Download models from Hugging face#

Make sure to download already compiled GGUF models

You can use git for downloading!
Set your SSH public key under HF settings then:

git clone [email protected]:TheBloke/Mistral-7B-Instruct-v0.2-GGUF

Pull just the model you want to run with:

git lfs install
git lfs pull --include "mistral-7b-instruct-v0.2.Q8_0.gguf"

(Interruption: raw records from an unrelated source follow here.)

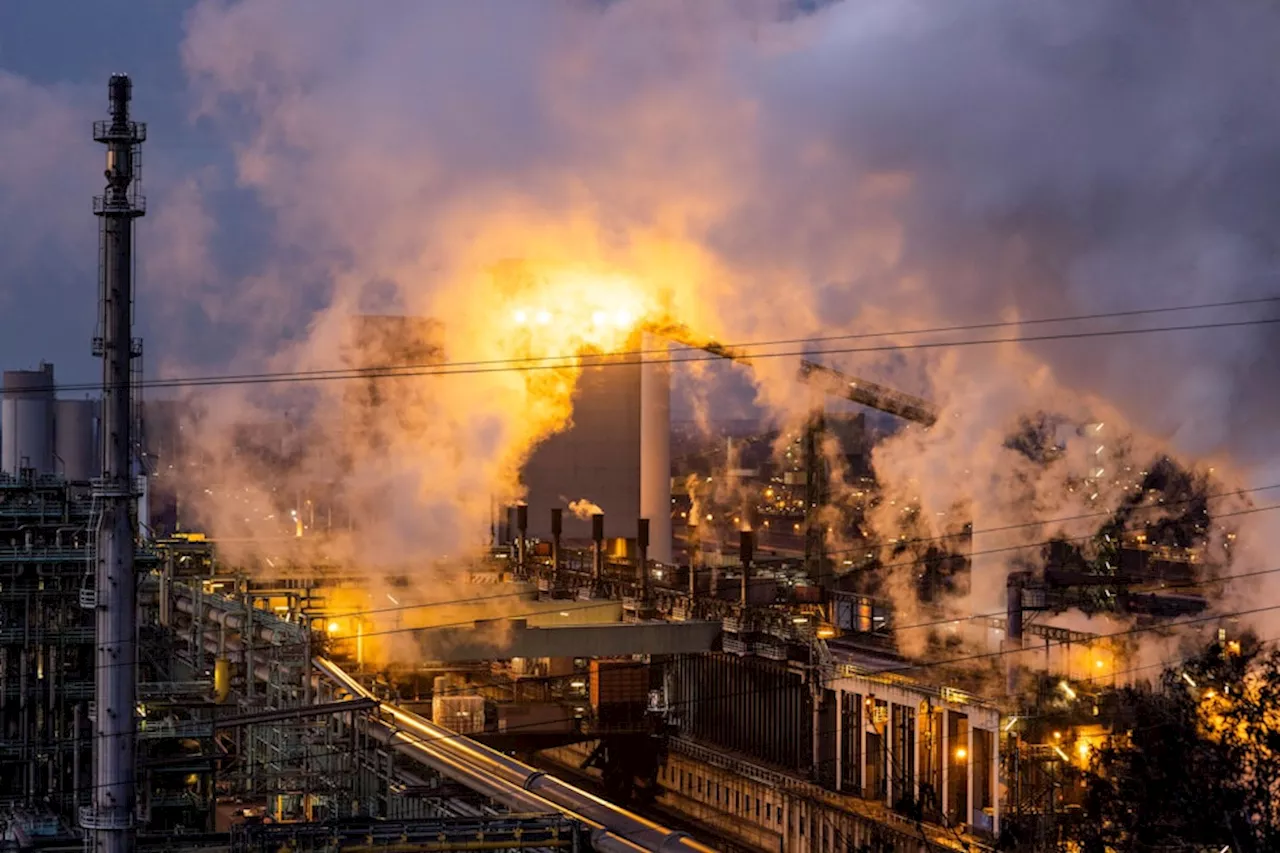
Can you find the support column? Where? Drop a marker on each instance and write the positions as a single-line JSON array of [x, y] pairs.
[[656, 443], [112, 816], [864, 717], [995, 781], [944, 794], [891, 765], [840, 739], [915, 751], [968, 767]]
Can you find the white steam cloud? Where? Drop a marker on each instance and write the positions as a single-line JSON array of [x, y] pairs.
[[874, 165], [584, 509]]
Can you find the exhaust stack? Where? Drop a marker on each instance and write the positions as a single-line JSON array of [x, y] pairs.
[[597, 550], [695, 556], [110, 817], [521, 539], [557, 529], [643, 547], [746, 551]]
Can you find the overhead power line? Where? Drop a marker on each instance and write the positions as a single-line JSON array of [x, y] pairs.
[[680, 355]]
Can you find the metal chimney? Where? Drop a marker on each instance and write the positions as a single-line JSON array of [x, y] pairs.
[[110, 819], [557, 529], [745, 551], [1014, 625], [695, 553], [598, 548], [522, 538], [643, 548]]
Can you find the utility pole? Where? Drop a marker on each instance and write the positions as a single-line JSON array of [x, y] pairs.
[[112, 815]]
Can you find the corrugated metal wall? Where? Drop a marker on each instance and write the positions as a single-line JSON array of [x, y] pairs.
[[752, 706]]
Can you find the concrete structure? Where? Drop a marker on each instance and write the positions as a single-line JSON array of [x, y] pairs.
[[27, 420], [615, 455], [74, 439], [113, 812], [501, 639], [656, 446]]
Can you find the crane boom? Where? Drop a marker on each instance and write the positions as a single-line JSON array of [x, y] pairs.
[[871, 393], [833, 382]]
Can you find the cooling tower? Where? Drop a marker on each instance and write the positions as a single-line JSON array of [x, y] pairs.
[[27, 420], [76, 439]]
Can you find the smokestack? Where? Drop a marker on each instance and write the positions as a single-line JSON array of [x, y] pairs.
[[557, 528], [1014, 626], [598, 544], [643, 547], [695, 553], [522, 538], [113, 812], [656, 442]]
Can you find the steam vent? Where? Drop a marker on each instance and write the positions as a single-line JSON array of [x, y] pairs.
[[817, 427]]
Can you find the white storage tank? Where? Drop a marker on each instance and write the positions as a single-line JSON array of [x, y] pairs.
[[76, 439], [461, 714], [27, 420]]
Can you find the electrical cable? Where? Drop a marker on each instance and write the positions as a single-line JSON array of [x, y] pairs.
[[611, 359]]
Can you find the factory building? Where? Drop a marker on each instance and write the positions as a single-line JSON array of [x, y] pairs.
[[615, 455], [42, 434]]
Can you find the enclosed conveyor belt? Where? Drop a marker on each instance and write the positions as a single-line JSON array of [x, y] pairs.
[[620, 829]]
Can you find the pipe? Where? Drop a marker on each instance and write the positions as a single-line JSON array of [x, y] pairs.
[[643, 548], [1014, 625], [695, 555], [557, 529], [522, 538], [598, 550]]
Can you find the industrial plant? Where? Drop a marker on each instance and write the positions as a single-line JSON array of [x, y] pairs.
[[664, 641]]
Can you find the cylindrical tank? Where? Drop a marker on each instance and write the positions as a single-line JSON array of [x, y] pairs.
[[656, 445], [27, 420], [76, 439]]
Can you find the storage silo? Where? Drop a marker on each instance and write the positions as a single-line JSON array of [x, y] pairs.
[[27, 420], [76, 439]]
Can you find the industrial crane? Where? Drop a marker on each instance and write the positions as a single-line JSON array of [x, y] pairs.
[[835, 383], [828, 379]]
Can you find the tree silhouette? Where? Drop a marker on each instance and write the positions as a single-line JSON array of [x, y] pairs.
[[1192, 763]]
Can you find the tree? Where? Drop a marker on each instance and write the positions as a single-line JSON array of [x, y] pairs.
[[1193, 763]]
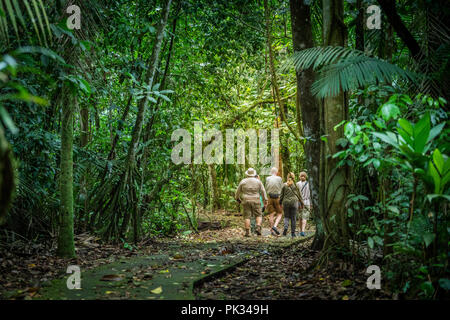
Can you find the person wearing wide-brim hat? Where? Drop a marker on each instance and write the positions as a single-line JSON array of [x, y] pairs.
[[248, 193]]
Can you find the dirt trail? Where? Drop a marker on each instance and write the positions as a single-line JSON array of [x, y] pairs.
[[166, 268]]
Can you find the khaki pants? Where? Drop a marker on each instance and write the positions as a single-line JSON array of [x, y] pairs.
[[252, 209], [274, 206]]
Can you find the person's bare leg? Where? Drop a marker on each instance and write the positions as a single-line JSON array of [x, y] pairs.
[[258, 225], [277, 221], [271, 219], [247, 227], [303, 225]]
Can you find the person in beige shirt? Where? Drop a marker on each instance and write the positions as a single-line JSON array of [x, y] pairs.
[[274, 184], [305, 210], [248, 193]]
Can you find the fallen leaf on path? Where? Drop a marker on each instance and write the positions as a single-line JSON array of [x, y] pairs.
[[157, 290], [111, 277]]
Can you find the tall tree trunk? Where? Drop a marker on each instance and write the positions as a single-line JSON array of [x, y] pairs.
[[302, 38], [335, 110], [359, 27], [7, 179], [128, 178], [215, 203], [66, 246], [276, 89]]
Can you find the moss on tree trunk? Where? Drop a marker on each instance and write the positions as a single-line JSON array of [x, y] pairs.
[[66, 247]]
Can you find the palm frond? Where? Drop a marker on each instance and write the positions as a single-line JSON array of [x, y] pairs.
[[343, 69], [18, 15]]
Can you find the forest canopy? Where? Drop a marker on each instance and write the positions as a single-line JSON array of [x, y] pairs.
[[93, 92]]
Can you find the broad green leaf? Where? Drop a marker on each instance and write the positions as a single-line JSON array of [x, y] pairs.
[[370, 242], [388, 137], [428, 238], [349, 129], [389, 111]]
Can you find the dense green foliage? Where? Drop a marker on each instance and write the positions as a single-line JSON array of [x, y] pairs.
[[229, 65]]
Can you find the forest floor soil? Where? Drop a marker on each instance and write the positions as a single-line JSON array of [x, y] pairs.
[[218, 262]]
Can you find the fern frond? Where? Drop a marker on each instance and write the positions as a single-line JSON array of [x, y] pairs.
[[343, 69]]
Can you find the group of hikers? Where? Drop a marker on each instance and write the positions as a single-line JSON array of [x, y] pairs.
[[291, 197]]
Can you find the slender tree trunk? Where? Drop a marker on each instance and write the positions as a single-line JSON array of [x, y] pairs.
[[335, 110], [302, 39], [276, 89], [66, 246], [215, 203], [7, 181], [359, 27], [128, 178]]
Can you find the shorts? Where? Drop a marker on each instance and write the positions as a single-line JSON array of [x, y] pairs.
[[305, 213], [252, 209], [274, 206]]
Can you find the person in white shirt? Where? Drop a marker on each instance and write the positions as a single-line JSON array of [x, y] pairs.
[[305, 210], [274, 184]]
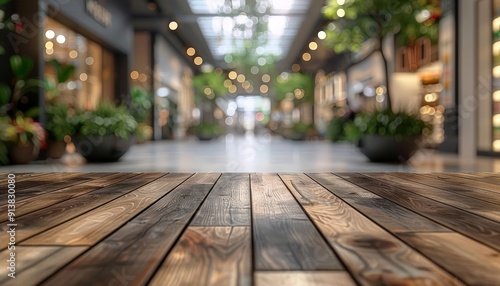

Optional: convert model if not in GGUF format#

docker run -v ${PWD}:/models ghcr.io/ggerganov/llama.cpp:full --convert /models/

You can also select the output format between: ["f32", "f16", "bf16", "q8_0", "tq1_0", "tq2_0", "auto"] ex: --outtype q8_0

Run llama.cpp server#

docker run --rm -d --name llama-mistral --gpus=all -p 8000:8000 -v ~/hf-models:/models ghcr.io/ggerganov/llama.cpp:server-cuda -m /models/Mistral-7B-Instruct-v0.2-GGUF/mistral-7b-instruct-v0.2.Q8_0.gguf --port 8000 --host 0.0.0.0 --n-gpu-layers 100 --ctx-size 4096

See all the possible CLI params here: https://github.com/ggerganov/llama.cpp/tree/master/examples/server

Tweak --n-gpu-layers based on your available GPU VRAM.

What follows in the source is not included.